Afterward, Maude reveals that she's trying to get pregnant. Naturally, The Dude freaks out, but Maude explains that she wants the father to be completely out of the picture. She then explains that her mother, not the Big Lebowski, was the one with the money; she left her money exclusively to the family charity, and the Big Lebowski can't even manage managing that.
The German nihilists haven't given up, though. They set The Dude's car on fire and threaten to attack him if he doesn't pay up. The Dude informs them that there was no kidnapping, but they don't care—they still want money. In all of the excitement, Donny keels over from a heart attack. Walter and The Dude collect his ashes and try to scatter them in the Pacific, but most of them end up on The Dude. Win for physical comedy, anyone?

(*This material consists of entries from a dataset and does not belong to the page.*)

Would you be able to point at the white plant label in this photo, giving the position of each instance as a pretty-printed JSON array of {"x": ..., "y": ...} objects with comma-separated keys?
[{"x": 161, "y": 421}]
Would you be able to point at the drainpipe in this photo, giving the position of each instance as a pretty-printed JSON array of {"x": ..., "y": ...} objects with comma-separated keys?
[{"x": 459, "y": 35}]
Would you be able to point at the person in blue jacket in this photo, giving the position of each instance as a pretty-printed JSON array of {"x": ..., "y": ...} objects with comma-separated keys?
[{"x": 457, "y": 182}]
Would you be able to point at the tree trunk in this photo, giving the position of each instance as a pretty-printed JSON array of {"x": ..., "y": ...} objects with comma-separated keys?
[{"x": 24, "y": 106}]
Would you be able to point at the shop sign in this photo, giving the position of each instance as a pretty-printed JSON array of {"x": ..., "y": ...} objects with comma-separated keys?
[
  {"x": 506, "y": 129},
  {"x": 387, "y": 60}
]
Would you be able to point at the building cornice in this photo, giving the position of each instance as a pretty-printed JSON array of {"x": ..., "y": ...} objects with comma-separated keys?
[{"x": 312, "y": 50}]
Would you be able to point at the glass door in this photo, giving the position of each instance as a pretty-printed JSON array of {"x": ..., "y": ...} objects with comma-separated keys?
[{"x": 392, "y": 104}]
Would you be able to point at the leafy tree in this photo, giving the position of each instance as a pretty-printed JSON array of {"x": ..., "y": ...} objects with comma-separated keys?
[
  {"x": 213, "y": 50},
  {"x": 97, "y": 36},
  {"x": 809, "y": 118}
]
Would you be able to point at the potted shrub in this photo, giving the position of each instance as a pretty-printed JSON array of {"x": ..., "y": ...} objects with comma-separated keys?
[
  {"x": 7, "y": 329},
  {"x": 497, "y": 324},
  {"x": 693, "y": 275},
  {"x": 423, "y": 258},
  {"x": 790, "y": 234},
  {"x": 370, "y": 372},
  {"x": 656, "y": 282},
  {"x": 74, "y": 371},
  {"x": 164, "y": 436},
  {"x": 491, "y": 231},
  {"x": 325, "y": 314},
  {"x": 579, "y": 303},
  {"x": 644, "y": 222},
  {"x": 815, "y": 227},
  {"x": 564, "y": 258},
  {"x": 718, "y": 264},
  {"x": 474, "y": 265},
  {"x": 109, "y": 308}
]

Eventually, everything comes together for The Dude. He and Walter go to the Lebowski mansion, where Bunny is safe and sound; it turns out she was just away for the week visiting friends and didn't tell anyone. The Dude confronts the Big Lebowski with the truth: he didn't really want Bunny back. He's broke, so he stole money from the charity for himself, claiming Bunny was kidnapped and he was paying her ransom. There was no money in the briefcase to begin with. The German nihilists used the supposed kidnapping to try and extort money from the Big Lebowski.
Walter and The Dude go back to the bowling alley, where the cowboy reflects on the meaning of life—and the quality of this movie.